Text to Speech

Convert text to speech with voice selection, rate, and pitch controls.

What It Does

This browser-based TTS tool converts any typed or pasted text into spoken audio using your device's built-in voices via the Web Speech API. Select a voice, adjust the speed and pitch, and click play. Everything runs locally — no account, no data upload, no cost.

Controls Reference

  • Voice — list of all voices provided by your OS and browser
  • Rate — speaking speed from 0.1 (very slow) to 10 (very fast); default is 1
  • Pitch — tone from 0 (very low) to 2 (very high); default is 1

Common Use Cases

  • Proofreading by listening to copy read aloud
  • Creating quick audio previews for scripts or presentations
  • Testing how product names or slogans sound when spoken
  • Accessibility checks to hear how your content flows
  • Language learning — hear how sentences are pronounced

Tips

For the widest voice selection, use Chrome on macOS or Windows. If speech stops mid-sentence on long texts, split into shorter chunks. The en-US voices provided by Chrome tend to sound the most natural for English content.

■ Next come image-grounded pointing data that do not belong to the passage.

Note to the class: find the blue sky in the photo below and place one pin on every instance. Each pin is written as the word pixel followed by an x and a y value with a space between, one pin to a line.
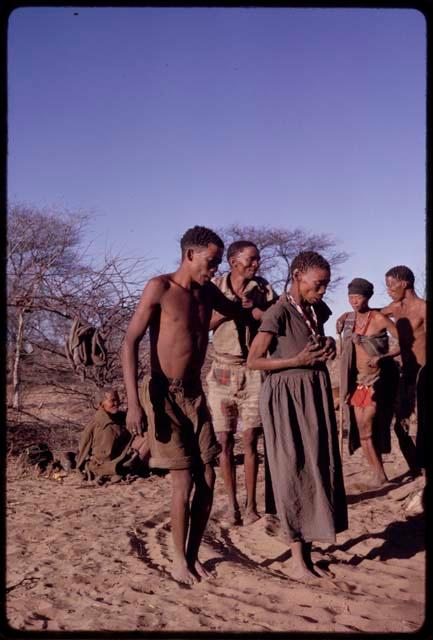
pixel 155 120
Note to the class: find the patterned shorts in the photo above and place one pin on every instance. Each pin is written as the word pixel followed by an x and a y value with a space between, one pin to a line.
pixel 362 397
pixel 233 393
pixel 180 431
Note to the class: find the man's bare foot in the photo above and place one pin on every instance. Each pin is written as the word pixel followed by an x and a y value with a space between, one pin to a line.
pixel 272 526
pixel 181 573
pixel 378 480
pixel 300 571
pixel 201 571
pixel 231 518
pixel 321 572
pixel 250 517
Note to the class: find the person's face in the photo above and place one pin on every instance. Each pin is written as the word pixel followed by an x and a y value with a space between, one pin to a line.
pixel 246 262
pixel 204 262
pixel 358 302
pixel 312 284
pixel 395 288
pixel 111 402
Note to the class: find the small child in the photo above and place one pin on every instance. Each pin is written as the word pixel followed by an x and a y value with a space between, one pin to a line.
pixel 106 445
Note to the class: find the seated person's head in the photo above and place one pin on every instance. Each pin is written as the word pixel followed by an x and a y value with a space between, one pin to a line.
pixel 398 280
pixel 110 400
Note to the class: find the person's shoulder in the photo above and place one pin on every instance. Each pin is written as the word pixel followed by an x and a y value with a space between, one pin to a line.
pixel 389 309
pixel 322 310
pixel 260 281
pixel 421 303
pixel 102 418
pixel 220 281
pixel 278 309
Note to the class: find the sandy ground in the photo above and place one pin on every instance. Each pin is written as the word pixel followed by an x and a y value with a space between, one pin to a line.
pixel 83 557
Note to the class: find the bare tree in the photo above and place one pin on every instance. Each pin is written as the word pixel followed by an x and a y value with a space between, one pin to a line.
pixel 51 281
pixel 278 246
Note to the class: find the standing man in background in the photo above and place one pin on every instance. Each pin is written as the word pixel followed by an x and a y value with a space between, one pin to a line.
pixel 408 311
pixel 233 389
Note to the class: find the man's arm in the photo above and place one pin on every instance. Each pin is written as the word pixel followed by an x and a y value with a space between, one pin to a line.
pixel 257 359
pixel 388 310
pixel 231 310
pixel 149 302
pixel 383 322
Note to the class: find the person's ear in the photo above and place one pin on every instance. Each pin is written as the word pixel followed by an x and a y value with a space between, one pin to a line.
pixel 296 275
pixel 232 261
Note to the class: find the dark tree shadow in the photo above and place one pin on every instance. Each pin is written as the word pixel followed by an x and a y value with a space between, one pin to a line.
pixel 401 540
pixel 394 484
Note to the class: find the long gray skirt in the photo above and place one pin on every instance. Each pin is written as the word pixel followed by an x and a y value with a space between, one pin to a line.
pixel 304 460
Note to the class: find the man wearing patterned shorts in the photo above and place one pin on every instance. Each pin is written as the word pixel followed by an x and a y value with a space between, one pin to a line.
pixel 233 390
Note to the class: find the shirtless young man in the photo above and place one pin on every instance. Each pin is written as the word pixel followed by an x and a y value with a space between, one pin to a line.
pixel 233 389
pixel 368 377
pixel 408 311
pixel 177 308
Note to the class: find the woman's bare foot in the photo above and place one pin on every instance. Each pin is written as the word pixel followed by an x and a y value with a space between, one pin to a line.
pixel 181 573
pixel 201 571
pixel 300 571
pixel 250 517
pixel 321 572
pixel 231 518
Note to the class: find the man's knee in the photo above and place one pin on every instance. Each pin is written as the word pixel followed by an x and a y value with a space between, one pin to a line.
pixel 205 481
pixel 226 440
pixel 181 483
pixel 249 438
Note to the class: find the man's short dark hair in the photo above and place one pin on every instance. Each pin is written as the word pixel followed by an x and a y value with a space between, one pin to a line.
pixel 309 260
pixel 238 246
pixel 402 273
pixel 199 237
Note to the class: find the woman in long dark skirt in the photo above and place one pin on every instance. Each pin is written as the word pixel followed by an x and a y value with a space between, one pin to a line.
pixel 298 413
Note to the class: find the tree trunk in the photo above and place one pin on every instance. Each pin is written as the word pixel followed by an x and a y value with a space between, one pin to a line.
pixel 16 370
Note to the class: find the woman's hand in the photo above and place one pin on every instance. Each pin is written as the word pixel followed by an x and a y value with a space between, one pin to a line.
pixel 311 354
pixel 340 322
pixel 330 348
pixel 374 362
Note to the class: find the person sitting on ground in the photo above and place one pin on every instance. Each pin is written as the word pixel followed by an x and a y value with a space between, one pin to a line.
pixel 107 448
pixel 368 377
pixel 233 389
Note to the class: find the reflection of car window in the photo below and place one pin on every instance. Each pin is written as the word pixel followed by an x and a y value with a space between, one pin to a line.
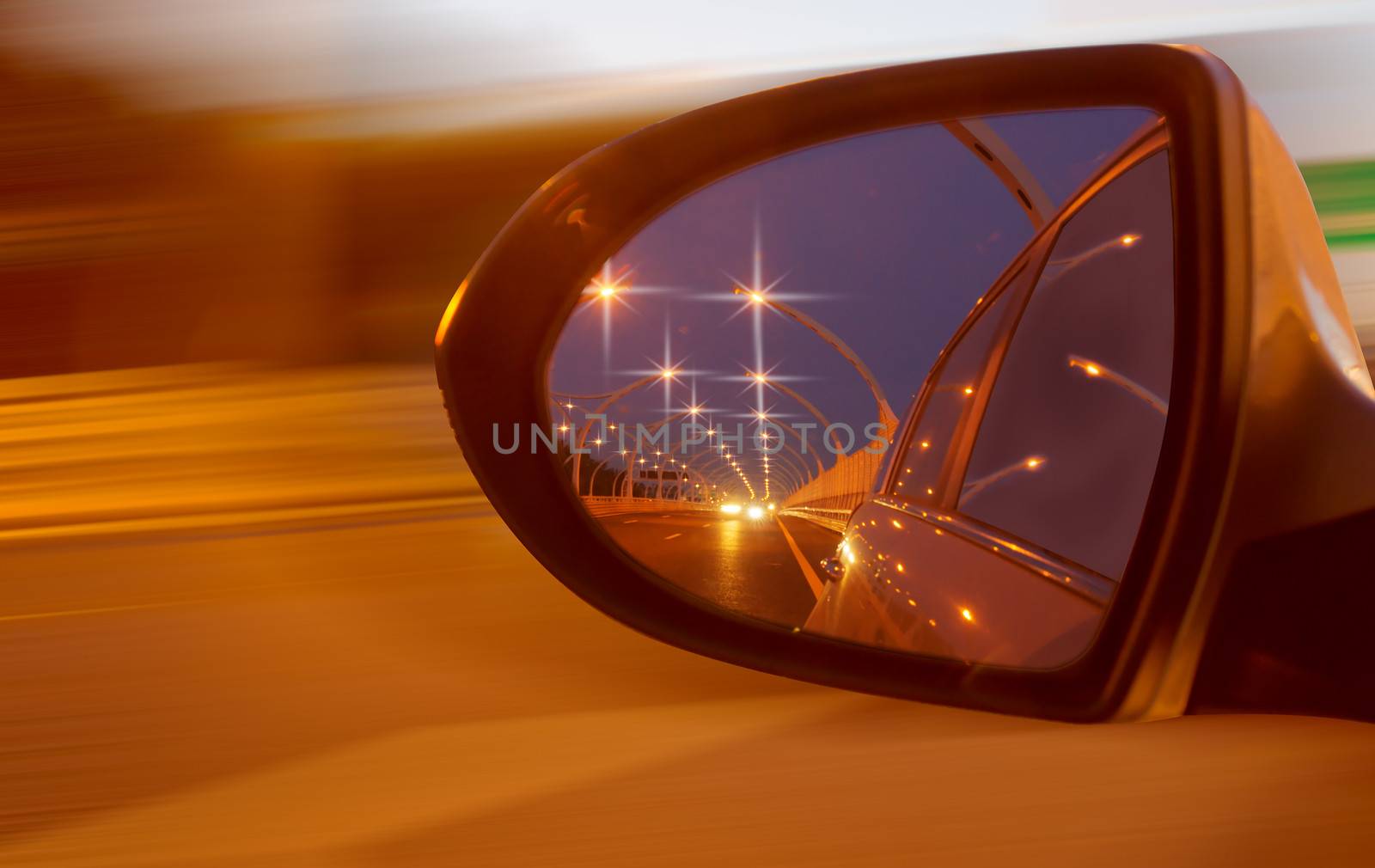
pixel 1070 441
pixel 949 400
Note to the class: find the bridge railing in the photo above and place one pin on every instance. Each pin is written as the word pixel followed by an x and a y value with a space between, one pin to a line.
pixel 608 505
pixel 832 497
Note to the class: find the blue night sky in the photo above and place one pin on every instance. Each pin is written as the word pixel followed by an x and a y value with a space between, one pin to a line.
pixel 886 238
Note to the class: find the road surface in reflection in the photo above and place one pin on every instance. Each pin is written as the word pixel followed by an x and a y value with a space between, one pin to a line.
pixel 265 618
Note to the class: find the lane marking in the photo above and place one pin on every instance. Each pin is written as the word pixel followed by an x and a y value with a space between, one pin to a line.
pixel 230 595
pixel 808 572
pixel 238 517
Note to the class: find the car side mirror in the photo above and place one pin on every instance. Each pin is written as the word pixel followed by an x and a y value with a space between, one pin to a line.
pixel 1019 382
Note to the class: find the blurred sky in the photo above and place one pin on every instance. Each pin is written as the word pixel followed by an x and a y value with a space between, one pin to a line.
pixel 306 52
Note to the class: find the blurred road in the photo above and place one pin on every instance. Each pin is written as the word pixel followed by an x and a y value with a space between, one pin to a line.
pixel 263 618
pixel 765 567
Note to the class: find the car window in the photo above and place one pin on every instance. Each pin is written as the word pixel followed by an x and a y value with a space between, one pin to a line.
pixel 948 403
pixel 1070 441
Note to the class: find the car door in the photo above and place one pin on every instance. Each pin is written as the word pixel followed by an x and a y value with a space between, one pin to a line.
pixel 1024 468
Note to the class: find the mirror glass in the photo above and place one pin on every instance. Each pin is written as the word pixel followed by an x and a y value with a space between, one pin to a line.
pixel 905 388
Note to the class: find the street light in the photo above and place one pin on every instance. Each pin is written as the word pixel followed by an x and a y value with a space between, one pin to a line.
pixel 1097 370
pixel 886 417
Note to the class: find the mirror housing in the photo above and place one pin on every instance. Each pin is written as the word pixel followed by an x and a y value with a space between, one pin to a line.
pixel 1260 339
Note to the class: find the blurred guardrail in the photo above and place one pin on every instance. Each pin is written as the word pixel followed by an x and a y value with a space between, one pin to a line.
pixel 832 497
pixel 212 444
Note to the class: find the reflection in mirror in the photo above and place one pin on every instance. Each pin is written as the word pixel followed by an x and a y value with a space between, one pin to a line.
pixel 905 388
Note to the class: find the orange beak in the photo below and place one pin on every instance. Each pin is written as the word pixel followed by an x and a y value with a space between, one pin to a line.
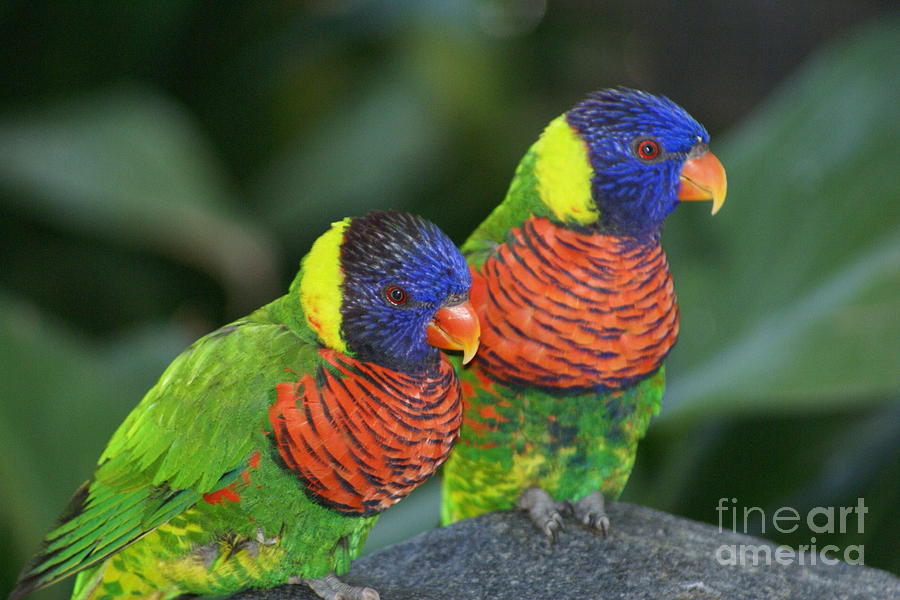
pixel 455 328
pixel 703 178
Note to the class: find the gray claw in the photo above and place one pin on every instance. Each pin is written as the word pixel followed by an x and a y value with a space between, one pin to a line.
pixel 591 512
pixel 332 588
pixel 543 510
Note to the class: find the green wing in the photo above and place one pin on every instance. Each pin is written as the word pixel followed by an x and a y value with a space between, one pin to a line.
pixel 191 434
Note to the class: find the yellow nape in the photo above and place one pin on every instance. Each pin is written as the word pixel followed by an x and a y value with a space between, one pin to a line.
pixel 563 171
pixel 320 287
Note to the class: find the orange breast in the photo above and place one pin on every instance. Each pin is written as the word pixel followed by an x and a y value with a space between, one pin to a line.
pixel 363 437
pixel 573 311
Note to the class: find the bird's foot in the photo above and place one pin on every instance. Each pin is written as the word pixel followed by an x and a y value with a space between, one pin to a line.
pixel 544 511
pixel 590 512
pixel 332 588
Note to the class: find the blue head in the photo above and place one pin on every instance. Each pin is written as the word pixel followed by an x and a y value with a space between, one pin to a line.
pixel 638 144
pixel 401 274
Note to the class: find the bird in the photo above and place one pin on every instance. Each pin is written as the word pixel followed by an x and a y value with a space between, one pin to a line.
pixel 577 309
pixel 267 449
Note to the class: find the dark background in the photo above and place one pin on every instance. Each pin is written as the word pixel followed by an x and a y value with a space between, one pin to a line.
pixel 164 165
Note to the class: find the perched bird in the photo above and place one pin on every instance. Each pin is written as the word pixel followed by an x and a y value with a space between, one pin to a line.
pixel 267 449
pixel 577 310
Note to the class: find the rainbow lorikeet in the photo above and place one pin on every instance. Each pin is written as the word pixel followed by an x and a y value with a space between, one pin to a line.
pixel 268 448
pixel 577 310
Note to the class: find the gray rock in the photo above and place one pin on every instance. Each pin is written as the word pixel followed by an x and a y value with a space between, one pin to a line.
pixel 648 555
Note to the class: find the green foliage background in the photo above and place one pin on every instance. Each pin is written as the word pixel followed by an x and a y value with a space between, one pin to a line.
pixel 164 165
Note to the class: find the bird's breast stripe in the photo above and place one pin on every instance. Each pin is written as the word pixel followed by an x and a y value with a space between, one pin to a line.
pixel 573 310
pixel 365 436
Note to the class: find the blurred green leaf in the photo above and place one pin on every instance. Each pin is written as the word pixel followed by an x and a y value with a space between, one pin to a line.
pixel 129 165
pixel 798 304
pixel 368 154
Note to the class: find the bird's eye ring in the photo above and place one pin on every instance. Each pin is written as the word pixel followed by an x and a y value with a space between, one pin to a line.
pixel 648 149
pixel 396 295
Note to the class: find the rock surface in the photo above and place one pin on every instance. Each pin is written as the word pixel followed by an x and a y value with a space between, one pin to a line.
pixel 648 555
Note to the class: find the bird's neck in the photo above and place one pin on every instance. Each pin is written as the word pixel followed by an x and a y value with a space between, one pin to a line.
pixel 574 310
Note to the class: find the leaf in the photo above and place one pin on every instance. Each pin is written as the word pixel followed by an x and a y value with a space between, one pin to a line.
pixel 129 165
pixel 797 304
pixel 63 397
pixel 368 154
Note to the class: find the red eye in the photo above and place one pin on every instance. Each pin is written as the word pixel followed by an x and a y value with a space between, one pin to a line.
pixel 648 149
pixel 395 295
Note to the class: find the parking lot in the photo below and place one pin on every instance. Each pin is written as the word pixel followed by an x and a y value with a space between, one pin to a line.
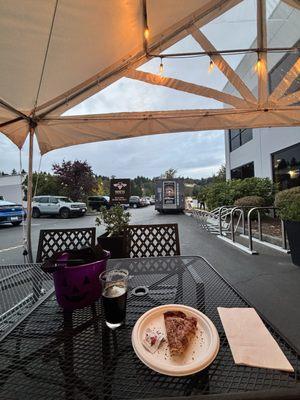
pixel 11 237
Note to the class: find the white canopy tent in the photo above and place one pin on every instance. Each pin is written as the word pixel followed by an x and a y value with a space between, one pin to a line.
pixel 57 53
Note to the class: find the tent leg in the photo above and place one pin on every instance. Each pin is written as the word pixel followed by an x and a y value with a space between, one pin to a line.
pixel 29 194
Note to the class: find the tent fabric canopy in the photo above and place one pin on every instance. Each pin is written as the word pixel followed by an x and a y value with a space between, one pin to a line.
pixel 57 53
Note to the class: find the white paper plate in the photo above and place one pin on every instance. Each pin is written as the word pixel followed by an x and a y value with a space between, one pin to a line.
pixel 200 353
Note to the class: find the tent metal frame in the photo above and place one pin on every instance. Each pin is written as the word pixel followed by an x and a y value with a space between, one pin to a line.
pixel 261 111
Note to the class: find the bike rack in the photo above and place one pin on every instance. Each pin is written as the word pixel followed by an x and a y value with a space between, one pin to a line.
pixel 232 240
pixel 260 240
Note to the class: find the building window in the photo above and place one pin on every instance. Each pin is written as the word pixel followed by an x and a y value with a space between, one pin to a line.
pixel 244 171
pixel 238 137
pixel 286 167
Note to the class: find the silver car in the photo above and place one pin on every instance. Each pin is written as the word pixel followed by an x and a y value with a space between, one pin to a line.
pixel 56 205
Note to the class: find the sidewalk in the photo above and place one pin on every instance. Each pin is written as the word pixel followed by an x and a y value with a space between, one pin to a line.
pixel 269 280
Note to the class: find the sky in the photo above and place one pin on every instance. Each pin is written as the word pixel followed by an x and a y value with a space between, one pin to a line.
pixel 194 154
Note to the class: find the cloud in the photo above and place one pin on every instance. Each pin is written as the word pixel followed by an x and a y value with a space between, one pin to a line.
pixel 194 154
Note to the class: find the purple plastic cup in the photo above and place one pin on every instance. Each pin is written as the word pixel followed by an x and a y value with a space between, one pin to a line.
pixel 78 286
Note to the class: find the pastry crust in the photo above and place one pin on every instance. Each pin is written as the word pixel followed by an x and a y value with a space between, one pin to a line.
pixel 180 330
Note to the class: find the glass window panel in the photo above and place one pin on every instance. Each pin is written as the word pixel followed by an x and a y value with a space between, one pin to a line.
pixel 244 171
pixel 286 167
pixel 234 133
pixel 246 136
pixel 235 143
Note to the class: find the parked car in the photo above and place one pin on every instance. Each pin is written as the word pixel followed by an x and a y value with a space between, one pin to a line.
pixel 135 202
pixel 56 205
pixel 95 202
pixel 145 201
pixel 11 213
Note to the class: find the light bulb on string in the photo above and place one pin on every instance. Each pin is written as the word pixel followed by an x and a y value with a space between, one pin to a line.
pixel 211 66
pixel 146 33
pixel 161 67
pixel 258 64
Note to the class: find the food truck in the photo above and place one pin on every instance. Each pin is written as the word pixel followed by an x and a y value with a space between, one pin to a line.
pixel 169 195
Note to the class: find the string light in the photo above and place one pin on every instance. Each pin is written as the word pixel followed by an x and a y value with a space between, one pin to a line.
pixel 258 64
pixel 161 67
pixel 146 33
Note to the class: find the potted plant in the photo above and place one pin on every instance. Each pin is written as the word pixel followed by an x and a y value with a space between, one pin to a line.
pixel 115 219
pixel 288 205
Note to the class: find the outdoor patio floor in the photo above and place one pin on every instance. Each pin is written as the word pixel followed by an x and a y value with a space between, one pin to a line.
pixel 269 280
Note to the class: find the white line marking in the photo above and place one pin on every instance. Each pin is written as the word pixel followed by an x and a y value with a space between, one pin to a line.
pixel 11 248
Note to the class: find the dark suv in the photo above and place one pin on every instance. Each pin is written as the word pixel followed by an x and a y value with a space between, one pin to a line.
pixel 95 202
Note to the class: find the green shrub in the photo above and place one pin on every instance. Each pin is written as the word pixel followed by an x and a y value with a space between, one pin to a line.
pixel 288 204
pixel 226 193
pixel 114 219
pixel 250 201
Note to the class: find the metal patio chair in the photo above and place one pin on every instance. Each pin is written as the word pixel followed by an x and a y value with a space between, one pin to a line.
pixel 152 240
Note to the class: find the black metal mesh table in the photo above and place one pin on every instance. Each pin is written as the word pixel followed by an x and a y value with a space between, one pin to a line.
pixel 56 355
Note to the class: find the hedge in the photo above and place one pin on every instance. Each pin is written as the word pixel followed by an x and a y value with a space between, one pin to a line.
pixel 226 193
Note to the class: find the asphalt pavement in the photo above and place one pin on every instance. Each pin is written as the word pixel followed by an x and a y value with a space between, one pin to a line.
pixel 269 281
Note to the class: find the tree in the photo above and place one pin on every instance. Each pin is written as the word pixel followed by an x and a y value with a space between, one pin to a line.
pixel 170 173
pixel 44 183
pixel 76 178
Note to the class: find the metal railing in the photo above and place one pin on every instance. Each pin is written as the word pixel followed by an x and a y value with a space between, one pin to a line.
pixel 259 226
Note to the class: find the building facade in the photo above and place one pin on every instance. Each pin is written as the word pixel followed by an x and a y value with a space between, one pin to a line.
pixel 268 152
pixel 265 153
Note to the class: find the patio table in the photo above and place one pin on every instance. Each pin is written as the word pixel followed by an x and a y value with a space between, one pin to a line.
pixel 48 354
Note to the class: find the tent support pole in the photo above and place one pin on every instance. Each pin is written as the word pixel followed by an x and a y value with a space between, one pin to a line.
pixel 29 192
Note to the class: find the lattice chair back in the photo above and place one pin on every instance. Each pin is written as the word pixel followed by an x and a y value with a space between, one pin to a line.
pixel 56 240
pixel 152 240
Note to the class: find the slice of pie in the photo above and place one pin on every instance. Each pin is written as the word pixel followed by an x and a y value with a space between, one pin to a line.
pixel 180 330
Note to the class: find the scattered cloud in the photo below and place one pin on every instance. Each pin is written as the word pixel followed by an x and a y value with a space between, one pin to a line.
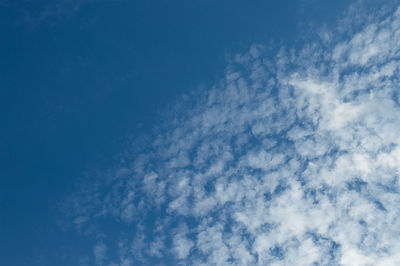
pixel 291 160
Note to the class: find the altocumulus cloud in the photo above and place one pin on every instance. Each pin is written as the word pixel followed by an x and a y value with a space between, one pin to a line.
pixel 291 160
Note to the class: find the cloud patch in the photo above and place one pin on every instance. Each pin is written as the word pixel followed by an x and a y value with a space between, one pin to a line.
pixel 292 160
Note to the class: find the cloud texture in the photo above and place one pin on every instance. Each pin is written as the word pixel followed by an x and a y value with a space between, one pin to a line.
pixel 292 160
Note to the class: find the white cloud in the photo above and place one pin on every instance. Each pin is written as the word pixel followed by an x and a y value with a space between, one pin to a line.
pixel 287 161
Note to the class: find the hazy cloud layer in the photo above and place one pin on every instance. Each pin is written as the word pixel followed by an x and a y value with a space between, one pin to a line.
pixel 292 160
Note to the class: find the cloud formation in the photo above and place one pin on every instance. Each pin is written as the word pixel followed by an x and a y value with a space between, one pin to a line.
pixel 292 160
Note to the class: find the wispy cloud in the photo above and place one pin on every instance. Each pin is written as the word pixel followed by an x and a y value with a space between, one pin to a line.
pixel 291 160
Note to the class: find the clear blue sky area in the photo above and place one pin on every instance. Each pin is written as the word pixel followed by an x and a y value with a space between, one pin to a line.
pixel 79 79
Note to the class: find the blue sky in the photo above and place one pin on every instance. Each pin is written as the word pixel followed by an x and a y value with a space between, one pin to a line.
pixel 201 133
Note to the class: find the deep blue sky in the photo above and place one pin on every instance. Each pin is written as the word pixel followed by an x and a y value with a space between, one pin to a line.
pixel 79 78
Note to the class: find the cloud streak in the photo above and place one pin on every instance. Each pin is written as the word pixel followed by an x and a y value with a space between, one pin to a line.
pixel 292 160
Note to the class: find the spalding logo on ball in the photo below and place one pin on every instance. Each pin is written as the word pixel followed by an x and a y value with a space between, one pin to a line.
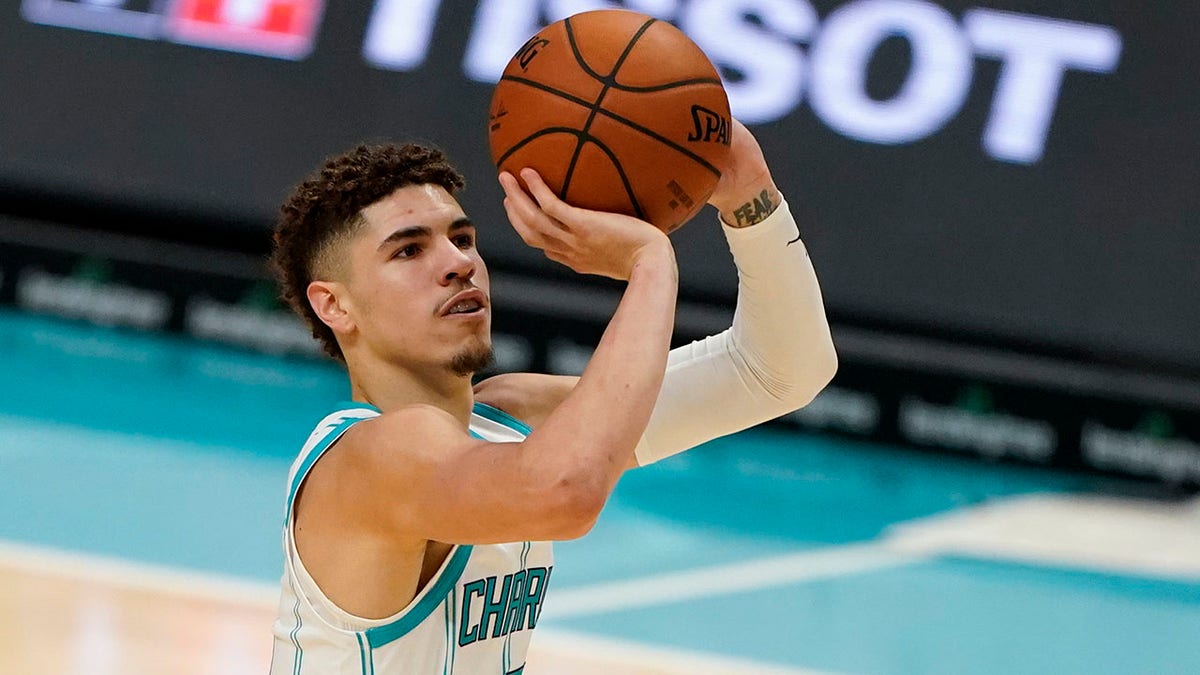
pixel 618 112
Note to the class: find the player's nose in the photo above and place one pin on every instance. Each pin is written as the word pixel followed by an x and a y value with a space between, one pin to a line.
pixel 457 264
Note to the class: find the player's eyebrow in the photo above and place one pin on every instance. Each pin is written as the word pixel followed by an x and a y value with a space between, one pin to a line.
pixel 423 231
pixel 406 233
pixel 461 223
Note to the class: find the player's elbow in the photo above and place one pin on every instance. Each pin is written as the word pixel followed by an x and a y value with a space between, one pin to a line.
pixel 813 376
pixel 575 505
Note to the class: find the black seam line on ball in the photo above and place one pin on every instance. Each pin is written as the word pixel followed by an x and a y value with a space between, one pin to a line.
pixel 595 107
pixel 624 179
pixel 534 136
pixel 615 117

Frequently Asked Questions

How does this text-to-speech tool work?
It uses the Web Speech API built into modern browsers. Speech synthesis runs entirely on your device — no audio or text is sent to any server.
Why do I see different voices in different browsers?
Voice availability is determined by your operating system and browser. Chrome on macOS exposes different voices than Firefox on Windows. Google Chrome often provides additional neural voices via a network request.
What do rate and pitch controls do?
Rate controls speaking speed — values below 1 slow it down, above 1 speed it up (0.1 to 10). Pitch adjusts the tone from low to high (0 to 2, where 1 is the voice's natural pitch).
Can I use this to test accessibility or screen reader behavior?
It is useful for a quick auditory check of your copy, but it does not replicate screen reader behavior. Screen readers like NVDA, JAWS, and VoiceOver use different synthesis engines and interpret ARIA attributes differently.
Is there a text length limit?
The Web Speech API does not enforce a strict limit, but very long texts may be cut off or behave inconsistently across browsers. For long documents, split the text into paragraphs for more reliable playback.